PT: As clients you want the world. You don’t have a limited set of expectations from agencies, but I think it’s reasonable to accept that the client-agency relationship starts with clients treating agencies more as arms and legs. Of course, they want the big idea and the strategy but when it comes to the grunt work that typically falls on the agency. During the pandemic, there was shortage of resources. So, what happened is that the grunt work moved to the client side. It gave agencies an opportunity to showcase their strategic chops. The other big value add was that agencies were able to transfer and translate their learnings across a varied set of clients. The agencies that did that proactively talked about what their other clients were doing, how some of those things could be adapted for your business. I think agencies brought in a lot of value just because they have so much more of an external outlook than we have in-house.
SS: It has to be very, very tight collaboration between the client and the agency partner. I think agencies are still at the operating mode, rather than the strategy mode. They are good at getting news tracking.

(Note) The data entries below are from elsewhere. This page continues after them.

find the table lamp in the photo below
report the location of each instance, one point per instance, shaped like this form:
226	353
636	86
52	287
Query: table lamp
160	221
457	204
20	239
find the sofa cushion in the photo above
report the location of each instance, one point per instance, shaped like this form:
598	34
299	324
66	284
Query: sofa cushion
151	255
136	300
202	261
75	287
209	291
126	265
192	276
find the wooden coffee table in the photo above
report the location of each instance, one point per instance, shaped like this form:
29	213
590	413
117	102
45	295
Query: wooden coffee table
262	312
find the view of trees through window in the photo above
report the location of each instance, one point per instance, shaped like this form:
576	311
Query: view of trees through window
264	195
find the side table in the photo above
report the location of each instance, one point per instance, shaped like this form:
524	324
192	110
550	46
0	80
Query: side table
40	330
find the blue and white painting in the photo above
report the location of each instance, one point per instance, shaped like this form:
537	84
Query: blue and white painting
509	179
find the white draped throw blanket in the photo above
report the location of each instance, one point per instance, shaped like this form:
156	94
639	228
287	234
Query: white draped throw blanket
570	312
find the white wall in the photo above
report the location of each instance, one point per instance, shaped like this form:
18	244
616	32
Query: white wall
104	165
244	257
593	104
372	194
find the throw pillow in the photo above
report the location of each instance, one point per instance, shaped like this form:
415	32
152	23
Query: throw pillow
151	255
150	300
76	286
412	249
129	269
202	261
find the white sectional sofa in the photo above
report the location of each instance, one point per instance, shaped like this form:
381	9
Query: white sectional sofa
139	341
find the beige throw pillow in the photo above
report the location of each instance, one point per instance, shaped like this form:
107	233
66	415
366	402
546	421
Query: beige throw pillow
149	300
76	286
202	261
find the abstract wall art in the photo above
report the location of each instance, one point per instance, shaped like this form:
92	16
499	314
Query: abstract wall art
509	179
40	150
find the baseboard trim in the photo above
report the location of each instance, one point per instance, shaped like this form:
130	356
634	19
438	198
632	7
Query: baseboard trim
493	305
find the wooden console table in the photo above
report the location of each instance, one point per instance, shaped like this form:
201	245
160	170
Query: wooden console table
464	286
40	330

It is always the client who has to create stories and they are good at taking their stories and going and pitching to the media to get that coverage. They really need to move to strategy. If I’ve been asked how can marketing influence revenue growth, I want my partner to have exactly the same objective. That’s the shift I want. Second, has to be going beyond traditional PR. The social media team is so disconnected. I don’t blame them, but that is something that has to change. There are good things I’m seeing out there and hopefully it’s not just a partner thing, but client and partner have to make that shift.

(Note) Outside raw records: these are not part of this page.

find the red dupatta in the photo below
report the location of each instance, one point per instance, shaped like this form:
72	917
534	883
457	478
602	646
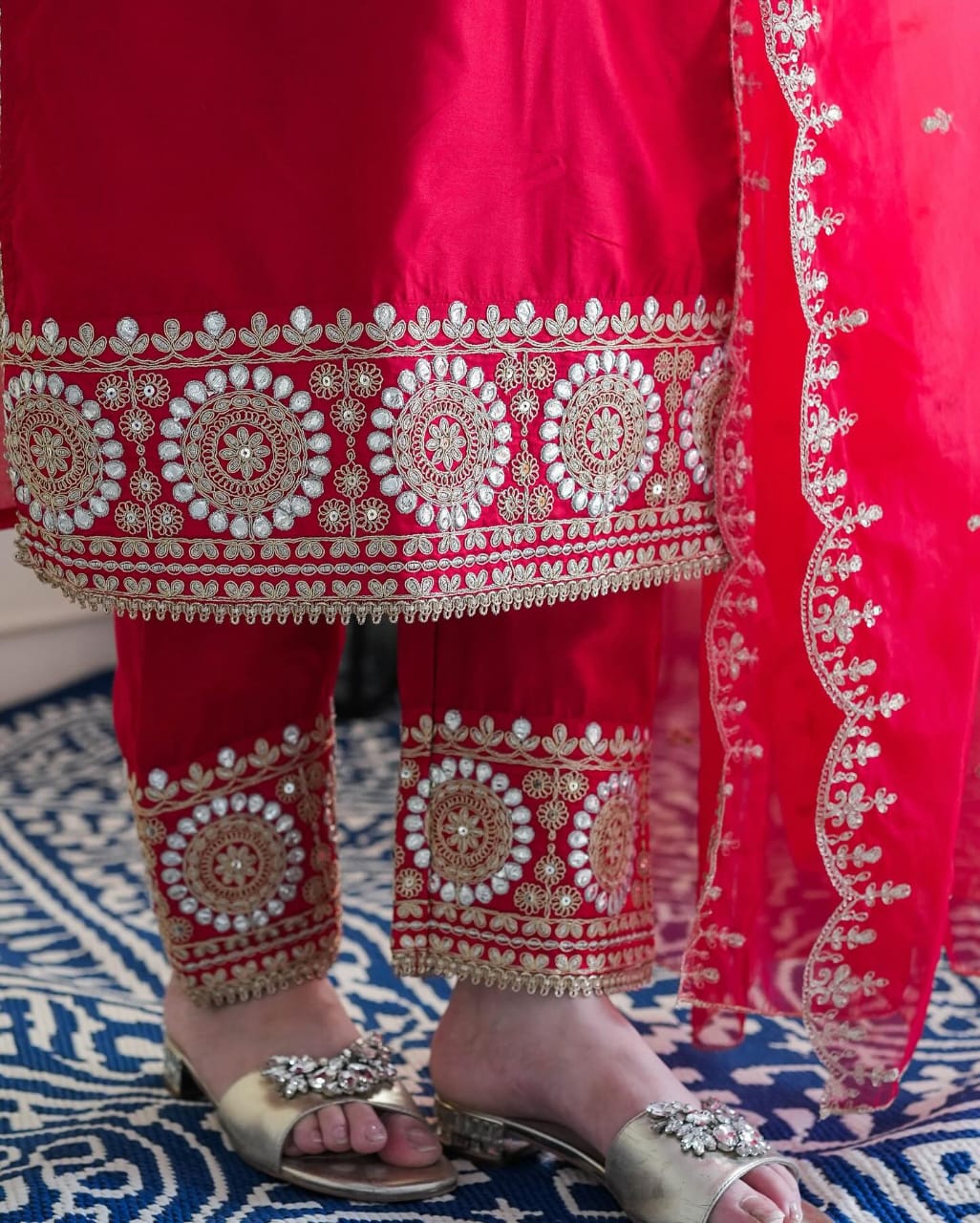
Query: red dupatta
843	638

BN: While we continue to be hybrid, audiences will remain fragmented and they have a lot more options to choose from and authenticity will still drive consumer and market sentiment. So an agency partner who is able to recognise these trends and scale to those emerging needs and provide multifaceted teams is what the challenge is going to be for the future I believe.
AA: Unfortunately we leave all the groundwork for the agency to do, but I think it’s also important for us to enable the agency. It’s very hard for them to be sitting outside of the organisation and understand exactly what’s happening on the inside. So how much are we enabling them to actually become partners versus just looking at them as an execution arm is also a question that we need to ask ourselves. If we are able to address, I think this whole agency-client relationship will get fixed to some degree.

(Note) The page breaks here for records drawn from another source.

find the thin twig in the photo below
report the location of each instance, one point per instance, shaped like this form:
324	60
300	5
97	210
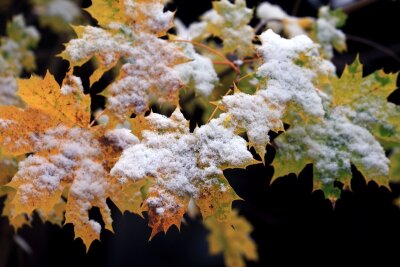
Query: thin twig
357	5
375	45
97	117
216	52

BS: In the last two years, even the media itself has seen huge churn. That’s also hampering, in some ways, the relationships that agency partners will have within the media industry. And that’s increasing the stress at their level and therefore further stress at our level, because we don’t know who will be the right journalist now to go to. There is so much transition and lack of clarity, especially with traditional media. Unfortunately I think the agency role has been relegated to being arms and legs and not strategy. If agencies want to continue surviving and retaining their clients, they will have to make that switch to strategy and not just do dissemination of news pieces. I also want them to use their brains, if I may use this phrase, when news needs to be made big and when not. They need to elevate their team from just hitting three million impressions. Their insight needs to be much bigger than that.
RA: I see the role of PR emerging from being stand alone to being more part of a 360 degree marketing mix. Agencies that bring more than just PR to the table, but bring multiple capabilities, will be the way to go. What clients will continuously look for is partners that bring more capabilities to the table, are able to diversify and support as strategic partners. That would definitely be a shift.